Macron'un çağrısı sosyal medyada da Ukraynalıların ve daha birçok kişinin sağanak haldeki kınamalarıyla karşılaştı. Bu aynı zamanda ABD'nin (geçen ay Savunma Bakanı Lloyd Austin'in ifade ettiği şekliyle) "Rusya'nın Ukrayna'yı istila ederken yaptığı türden şeyleri yapamayacağı kadar zayıfladığını görmek istiyoruz" minvalindeki tutumunu da ilgilendiriyor gibi görünüyordu.

Savaşın kışkırtma olmaksızın Rusya'nın istilasıyla başladığı, ufukta sonu yokmuş gibi göründüğü ve şu anda aslında savaşın ilk haftalarından da az müzakere yapılıyor olma ihtimali göz önüne alındığında, Rusya'nın üzerine herhangi bir şekilde bu kadar gidilmemesi karşısındaki düşmanlık anlaşılabilir.

Ayrıca, özellikle de Orta ve Doğu Avrupa'nın daha savaş yanlısı başkentlerinde hem Fransa'nın hem de Macron'un üstünde bir şüphe bulutu asılı. Bu bölgelerde Fransa, Ukrayna'nın "eşitsiz" diye nitelediği 2014 Minsk Anlaşması'yla bağdaştırılıyor ve Macron çok uzun zamandır kapıları Putin için açık tutan, kendi çıkarı için uğraşan bir barış yanlısı olarak görülüyor.

fazla oku

Bu bölüm, konuyla ilgili referans noktalarını içerir. (Related Nodes field)

Ama nihayetinde Macron haklı. Bir gün bu savaş sona erecek ve zamane düşmanları bir masanın çevresinde oturmak zorunda kalacak.
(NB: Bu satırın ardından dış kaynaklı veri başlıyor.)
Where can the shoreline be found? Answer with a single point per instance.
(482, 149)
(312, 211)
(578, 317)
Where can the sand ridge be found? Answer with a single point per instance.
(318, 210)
Herhangi bir barışın şartları, çatışmalar durduğunda Rusya ve Ukrayna'nın göreceli pozisyonlarına bağlı olacak ancak Rusya kuvvetlerinin muhtemelen Kırım dışında Ukrayna topraklarının tamamından dışarı atılması durumunda bile Ukrayna ve Rusya komşu olarak kalmaya mahkum, tıpkı Rusya'yla Avrupa'nın (Avrupa'nın sınırları nasıl tanımlanırsa tanımlansın) da mahkum olduğu gibi.

Fakat şu an itibarıyla, bu gerçeklik pek de kabul görmüyor gibi duruyor. Hatta, Ukrayna devlet başkanının ülkesinin geleceğinin tarafsızlıkta yattığını ve NATO üyeliğinin (ve dolayısıyla silahlı korumanın) olasılıklar dahilinde olmadığını kabul etmeye hazır göründüğü savaşın ilk zamanlarına kıyasla bugün bu daha az kabul ediliyor sanki.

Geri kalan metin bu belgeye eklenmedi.